1 European Commission (2020), ‘Fitness Check of the 2012 State aid modernisation package, railways guidelines and short-term export credit insurance’, SWD(2020) 257 final, 30 October. European Commission (2021), ‘Public consultation on the revised Climate, Energy and Environmental Aid Guidelines (CEEAG)’. The new guidelines will replace the 2014 state aid guidelines for environmental protection and energy (EEAG): European Commission (2014), ‘Guidelines on State aid for environmental protection and energy 2014-2020’, C 200, Official Journal of the European Union, 28 June.
2 A circular economy aims to maintain the value of products, materials and resources for as long as possible by returning them into the product cycle at the end of their use while minimising the generation of waste.
3 The category in the CEEAG, ‘Aid for the reduction and removal of greenhouse gas emissions including through support for renewable energy’, together with the CEEAG’s provisions for energy infrastructure, is directly relevant for investments in renewable hydrogen. For further details, see Robins, N., Puglisi, L. and Burger, A. (2021), ‘The Role of State aid in Promoting Environmental Sustainability’, in S. Holmes, D. Middelschulte and M. Snoep (eds), Competition Law & Environmental Sustainability, Concurrences, 26 March.
4 Airports with annual traffic above 5m passengers.
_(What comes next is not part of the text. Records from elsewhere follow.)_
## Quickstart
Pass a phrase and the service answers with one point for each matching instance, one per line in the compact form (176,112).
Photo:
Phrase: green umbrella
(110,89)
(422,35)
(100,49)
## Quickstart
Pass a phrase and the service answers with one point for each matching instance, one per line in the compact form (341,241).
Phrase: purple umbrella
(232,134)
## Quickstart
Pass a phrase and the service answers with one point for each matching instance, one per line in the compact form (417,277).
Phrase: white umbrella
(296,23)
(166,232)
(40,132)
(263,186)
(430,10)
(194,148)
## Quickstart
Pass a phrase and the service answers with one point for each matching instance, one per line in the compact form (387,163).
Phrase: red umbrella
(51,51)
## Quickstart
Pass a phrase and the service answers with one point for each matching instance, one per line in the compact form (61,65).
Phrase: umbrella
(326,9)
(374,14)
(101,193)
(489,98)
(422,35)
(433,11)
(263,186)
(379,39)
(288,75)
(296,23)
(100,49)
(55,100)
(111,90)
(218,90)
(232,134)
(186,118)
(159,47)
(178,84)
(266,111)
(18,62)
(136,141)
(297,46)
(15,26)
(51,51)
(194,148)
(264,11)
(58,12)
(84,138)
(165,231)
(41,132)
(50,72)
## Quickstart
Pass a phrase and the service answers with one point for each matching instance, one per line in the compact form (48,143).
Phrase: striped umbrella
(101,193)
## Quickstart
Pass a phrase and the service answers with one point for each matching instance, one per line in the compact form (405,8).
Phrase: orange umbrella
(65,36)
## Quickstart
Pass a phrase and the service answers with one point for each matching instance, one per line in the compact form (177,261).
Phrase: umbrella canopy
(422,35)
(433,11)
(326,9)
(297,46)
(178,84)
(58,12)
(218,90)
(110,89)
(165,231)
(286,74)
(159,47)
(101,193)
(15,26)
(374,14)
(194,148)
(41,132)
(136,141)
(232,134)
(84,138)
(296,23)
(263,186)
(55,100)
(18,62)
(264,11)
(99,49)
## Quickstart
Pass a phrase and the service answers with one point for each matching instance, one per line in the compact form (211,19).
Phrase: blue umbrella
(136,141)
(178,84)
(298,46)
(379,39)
See draft CEEAG, para. 11.
5 Ibid., section 3.3.
6 Ibid., para. 65.
7 Ibid., paras 65–66.
8 Ibid., para. 98.
9 Although the new guidelines note that, for such aid measures and schemes, the Commission presumes that the positive effects of the aid outweigh its negative effects, the draft guidelines appear to still require a thorough assessment of the impact of aid on competition and trade. See draft CEEAG, section 4.1.1.
10 Euractiv (2021), ‘Europe halfway towards closing all coal power plants by 2030’, 23 March.
11 Draft CEEAG, section 5.
12 Ibid., para. 34.
13 Ibid., para. 37.
14 Ibid., para. 48.
15 Ibid., paras 50–52.
16 Ibid., para. 51.
17 The approach for assessing the proportionality of aid for the early closure of coal, peat or shale activities differs from the funding-gap analysis. According to the draft CEEAG, if the aid is not awarded through a tender, the Commission will assess the plants’ forgone profits as a result of the early closure and any additional costs associated with the early closure. See draft CEEAG, section 4.12.5.
18 See draft CEEAG, para. 53.
19 European Commission (2021), ‘“Fit for 55”: delivering the EU’s 2030 Climate Target on the way to climate neutrality’, COM(2021) 550 final, 14 July.